Honestly though, I would just add a mutex to make things simple for now and optimize by analyzing where your bottlenecks actually lie. It seems like you checking a threshold and then purging 2/3 of your cache is a bit arbitrary, and I wouldn't be surprised if you kill performance by doing something like that. Here's on situation where that would break down:
Requesters 1, 2, 3, and 4 are frequently accessing many of the same words on files A & B. Requester 5, 6, 7 and 8 are frequently accessing many of the same words stored on files C & D.

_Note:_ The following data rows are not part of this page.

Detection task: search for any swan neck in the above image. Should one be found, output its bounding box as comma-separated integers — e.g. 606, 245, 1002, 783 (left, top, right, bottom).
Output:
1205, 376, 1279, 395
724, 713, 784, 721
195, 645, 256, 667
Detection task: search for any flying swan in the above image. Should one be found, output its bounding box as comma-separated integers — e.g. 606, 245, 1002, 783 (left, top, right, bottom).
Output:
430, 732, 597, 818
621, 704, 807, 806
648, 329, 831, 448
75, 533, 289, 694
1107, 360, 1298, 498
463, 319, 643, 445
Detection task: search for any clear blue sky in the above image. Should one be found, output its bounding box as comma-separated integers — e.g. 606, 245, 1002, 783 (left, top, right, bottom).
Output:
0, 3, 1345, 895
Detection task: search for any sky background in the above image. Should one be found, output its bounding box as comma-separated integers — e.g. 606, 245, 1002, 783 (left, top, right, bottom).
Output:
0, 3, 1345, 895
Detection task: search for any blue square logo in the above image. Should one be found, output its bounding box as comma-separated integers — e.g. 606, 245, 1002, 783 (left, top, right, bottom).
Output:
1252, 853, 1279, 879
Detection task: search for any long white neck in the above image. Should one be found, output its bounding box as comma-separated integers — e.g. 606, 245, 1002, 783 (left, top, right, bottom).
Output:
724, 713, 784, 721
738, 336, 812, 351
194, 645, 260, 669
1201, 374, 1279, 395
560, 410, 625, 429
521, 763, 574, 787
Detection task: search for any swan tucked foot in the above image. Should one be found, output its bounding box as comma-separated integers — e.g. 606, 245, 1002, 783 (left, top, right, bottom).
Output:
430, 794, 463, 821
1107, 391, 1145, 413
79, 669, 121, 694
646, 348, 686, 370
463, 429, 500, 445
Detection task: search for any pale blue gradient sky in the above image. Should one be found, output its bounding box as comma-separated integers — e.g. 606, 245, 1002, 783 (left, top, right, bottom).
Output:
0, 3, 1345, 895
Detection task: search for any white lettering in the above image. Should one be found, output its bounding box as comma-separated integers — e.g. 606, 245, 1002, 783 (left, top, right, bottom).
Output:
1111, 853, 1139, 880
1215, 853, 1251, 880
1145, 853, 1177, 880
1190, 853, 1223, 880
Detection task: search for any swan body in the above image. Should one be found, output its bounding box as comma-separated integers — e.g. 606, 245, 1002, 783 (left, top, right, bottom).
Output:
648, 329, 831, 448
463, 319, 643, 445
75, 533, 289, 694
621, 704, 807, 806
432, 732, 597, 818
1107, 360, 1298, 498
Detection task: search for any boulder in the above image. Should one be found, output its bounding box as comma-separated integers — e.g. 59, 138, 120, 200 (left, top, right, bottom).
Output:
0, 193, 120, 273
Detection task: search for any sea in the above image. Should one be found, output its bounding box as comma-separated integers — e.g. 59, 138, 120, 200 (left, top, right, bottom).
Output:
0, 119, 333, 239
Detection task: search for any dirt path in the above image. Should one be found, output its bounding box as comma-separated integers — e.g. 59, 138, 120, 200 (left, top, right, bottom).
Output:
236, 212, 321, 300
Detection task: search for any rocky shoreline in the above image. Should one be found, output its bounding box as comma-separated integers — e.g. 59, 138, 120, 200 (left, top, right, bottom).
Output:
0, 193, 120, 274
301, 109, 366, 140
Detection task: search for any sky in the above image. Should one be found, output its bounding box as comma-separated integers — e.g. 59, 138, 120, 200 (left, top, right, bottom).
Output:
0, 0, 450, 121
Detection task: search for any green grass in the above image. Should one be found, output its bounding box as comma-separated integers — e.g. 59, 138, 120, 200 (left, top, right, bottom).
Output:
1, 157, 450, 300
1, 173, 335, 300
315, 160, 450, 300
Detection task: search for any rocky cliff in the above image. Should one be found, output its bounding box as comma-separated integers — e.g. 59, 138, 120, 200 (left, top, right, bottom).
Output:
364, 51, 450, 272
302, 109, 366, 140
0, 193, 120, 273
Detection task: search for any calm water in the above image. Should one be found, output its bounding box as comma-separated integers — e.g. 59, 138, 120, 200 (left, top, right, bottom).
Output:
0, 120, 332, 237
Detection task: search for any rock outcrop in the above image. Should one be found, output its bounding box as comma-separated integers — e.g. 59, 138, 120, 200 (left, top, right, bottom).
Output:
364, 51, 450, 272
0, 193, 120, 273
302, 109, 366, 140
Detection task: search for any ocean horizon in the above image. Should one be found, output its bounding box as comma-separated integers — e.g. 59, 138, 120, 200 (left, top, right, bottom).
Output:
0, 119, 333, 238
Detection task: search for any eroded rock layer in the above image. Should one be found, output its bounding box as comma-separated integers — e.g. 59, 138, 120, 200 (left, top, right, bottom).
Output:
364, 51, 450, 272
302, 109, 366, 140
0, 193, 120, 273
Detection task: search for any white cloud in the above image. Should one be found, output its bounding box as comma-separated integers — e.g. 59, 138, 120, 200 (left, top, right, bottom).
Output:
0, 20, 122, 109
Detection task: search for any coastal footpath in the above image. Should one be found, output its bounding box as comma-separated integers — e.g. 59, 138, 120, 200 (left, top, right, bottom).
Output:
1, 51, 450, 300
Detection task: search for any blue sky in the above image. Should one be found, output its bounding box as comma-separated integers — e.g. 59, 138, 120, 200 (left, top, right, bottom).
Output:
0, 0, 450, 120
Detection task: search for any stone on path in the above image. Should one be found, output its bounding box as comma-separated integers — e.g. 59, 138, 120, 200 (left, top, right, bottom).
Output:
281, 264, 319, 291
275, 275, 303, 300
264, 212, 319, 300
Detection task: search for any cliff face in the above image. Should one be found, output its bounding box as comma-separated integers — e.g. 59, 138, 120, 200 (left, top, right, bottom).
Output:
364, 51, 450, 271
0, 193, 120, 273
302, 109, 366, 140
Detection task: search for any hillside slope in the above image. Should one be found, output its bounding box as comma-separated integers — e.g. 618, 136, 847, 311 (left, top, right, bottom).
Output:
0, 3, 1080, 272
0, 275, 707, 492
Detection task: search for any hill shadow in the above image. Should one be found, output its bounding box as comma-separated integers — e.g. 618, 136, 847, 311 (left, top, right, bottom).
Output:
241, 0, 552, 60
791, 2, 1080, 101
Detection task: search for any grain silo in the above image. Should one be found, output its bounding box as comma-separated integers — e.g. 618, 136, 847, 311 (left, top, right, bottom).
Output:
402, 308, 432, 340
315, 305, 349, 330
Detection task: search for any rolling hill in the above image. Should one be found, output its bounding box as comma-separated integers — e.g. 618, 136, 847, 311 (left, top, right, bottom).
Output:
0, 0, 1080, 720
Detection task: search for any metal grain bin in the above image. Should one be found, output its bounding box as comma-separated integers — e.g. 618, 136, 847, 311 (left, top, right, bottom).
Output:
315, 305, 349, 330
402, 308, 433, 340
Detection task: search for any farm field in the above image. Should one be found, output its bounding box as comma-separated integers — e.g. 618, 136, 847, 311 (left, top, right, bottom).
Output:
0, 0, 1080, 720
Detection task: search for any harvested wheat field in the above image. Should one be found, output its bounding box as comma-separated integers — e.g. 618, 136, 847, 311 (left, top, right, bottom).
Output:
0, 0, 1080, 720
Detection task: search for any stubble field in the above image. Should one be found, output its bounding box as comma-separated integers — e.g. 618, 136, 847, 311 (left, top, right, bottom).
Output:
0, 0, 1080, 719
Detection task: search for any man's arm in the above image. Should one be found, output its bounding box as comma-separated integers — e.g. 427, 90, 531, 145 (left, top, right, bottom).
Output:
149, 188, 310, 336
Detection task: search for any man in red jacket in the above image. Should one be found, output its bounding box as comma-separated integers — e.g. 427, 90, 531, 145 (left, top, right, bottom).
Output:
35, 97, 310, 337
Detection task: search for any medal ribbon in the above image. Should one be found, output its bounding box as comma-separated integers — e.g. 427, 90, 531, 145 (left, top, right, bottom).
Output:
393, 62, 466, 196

Now when requests interleaved between these requesters and files happen in rapid succession, you may end up purging your 2/3 of your cache over and over again of results that may be requested shortly after. There are a couple other approaches:
This sounds like a perfect use case for a memory mapped file:
package main
import (
"log"
"os"
"unsafe"
"github.com/edsrzf/mmap-go"
)
func main() {
// Open the backing file
f, err := os.OpenFile("example.txt", os.O_RDWR|os.O_CREATE, 0644)
if err != nil {
log.Fatalln(err)
}
defer f.Close()
// Set it's size
f.Truncate(1024)
// Memory map it
m, err := mmap.Map(f, mmap.RDWR, 0)
if err != nil {
log.Fatalln(err)
}
defer m.Unmap()
// m is a byte slice
copy(m, "Hello World")
m.Flush()
// here's how to use it with a pointer
type Coordinate struct{ X, Y int }
// first get the memory address as a *byte pointer and convert it to an unsafe
// pointer
ptr := unsafe.Pointer(&m[20])
// next convert it into a different pointer type
coord := (*Coordinate)(ptr)
// now you can use it directly
*coord = Coordinate{1, 2}
m.Flush()
// and vice-versa
log.Println(*(*Coordinate)(unsafe.Pointer(&m[20])))
}
The memory map can be larger than real memory and the operating system will handle all the messy details for you.
You will still need to make sure that separate goroutines never read/write to the same segment of memory at the same time.